Ethan se encogió de hombros.

—Poco a poco, se fue distanciando, como nos ocurrió a todos. Íbamos a la universidad y queríamos forjarnos una carrera profesional. La verdad es que nos lo tomábamos como un juego, salvo mi padre, por supuesto —explicó. Distinguí un punto de amargura en su voz, y recordé la discusión de hacía unos minutos—. La noche después del accidente, John vino aquí a ver a mi padre. Quería que le ayudara a contactar con los espíritus de Mariama y Shani. Le suplicó que abriera una puerta, para poder cruzarla y verlas por última vez.

No podía concebir ese nivel de desesperación. Con solo pensarlo, se me encogía el corazón.

—Eso es…

—Lo sé. Imagino que el dolor le volvió loco, y tocó fondo. Se convirtió en un hombre violento, descontrolado. Le dijo a mi padre que era un farsante, y cosas peores. Mi padre se vio tan apurado que a punto estuvo de pedir ayuda, pero al final John se marchó. Fue entonces cuando desapareció. Nadie sabía adónde había ido. Todos nos temimos lo peor. Después empezaron a correr esos rumores que aseguraban que estaba internado en un manicomio privado. Seguramente solo fueron habladurías. A la gente le encanta exagerar las cosas. Pero John volvió renovado. Pensé que se había recuperado, pero, ayer, cuando lo vi… —dijo con preocupación—. Es esa casa, seguro.

—¿Qué casa?

—La de Mariama. Poco después del accidente, John alquiló un apartamento en la isla Sullivan, pero no quiso deshacerse de su casa. Es un impresionante edificio de estilo reina Ana, justo al lado de Beaufain. A Mariama le fascinaba. Pasé por delante hace poco. El jardín estaba cuidado y alguien le había dado una mano de pintura azul al porche. Creo que se ha mudado allí.
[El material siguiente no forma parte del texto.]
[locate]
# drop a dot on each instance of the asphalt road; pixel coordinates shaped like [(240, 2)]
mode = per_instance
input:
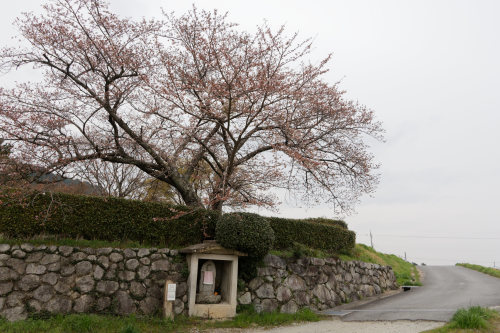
[(446, 289)]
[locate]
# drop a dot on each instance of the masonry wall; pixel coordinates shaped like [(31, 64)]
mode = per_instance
[(65, 279), (289, 284)]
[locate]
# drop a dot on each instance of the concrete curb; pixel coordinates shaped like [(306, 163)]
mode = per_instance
[(355, 304)]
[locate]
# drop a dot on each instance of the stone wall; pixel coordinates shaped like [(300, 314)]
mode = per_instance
[(290, 284), (65, 279)]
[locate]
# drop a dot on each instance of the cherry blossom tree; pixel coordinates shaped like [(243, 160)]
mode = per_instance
[(186, 100)]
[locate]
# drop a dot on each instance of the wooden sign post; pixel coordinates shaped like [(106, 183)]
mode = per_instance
[(168, 299)]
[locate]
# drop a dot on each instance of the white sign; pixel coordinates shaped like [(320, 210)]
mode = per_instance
[(171, 292)]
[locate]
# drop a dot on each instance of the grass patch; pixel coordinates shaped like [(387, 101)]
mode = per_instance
[(473, 319), (486, 270), (90, 323), (406, 273)]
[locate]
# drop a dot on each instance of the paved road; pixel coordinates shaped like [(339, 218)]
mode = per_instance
[(446, 289)]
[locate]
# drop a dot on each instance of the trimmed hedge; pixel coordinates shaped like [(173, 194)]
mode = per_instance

—Quizá piense que está preparado para volver a casa.

—Quizá —susurró Ethan, pero no parecía del todo convencido.

—¿Por qué me cuentas todo esto?

—La verdad es que no lo sé, pero pensé que… Toma —dijo, y me entregó un trozo de papel—. Esta es la dirección, por si te apetece ir.

No me apetecía. Me repetí una y mil veces que iría directa a casa. Puede que me preparara otra taza de la infusión de Essie y me metiera en la cama. Me esperaba un largo día de trabajo en el cementerio y necesitaba descansar.

Y creo que lo hubiera hecho si no hubiera visto a Devlin salir del local de quiromancia que había al otro lado de la calle.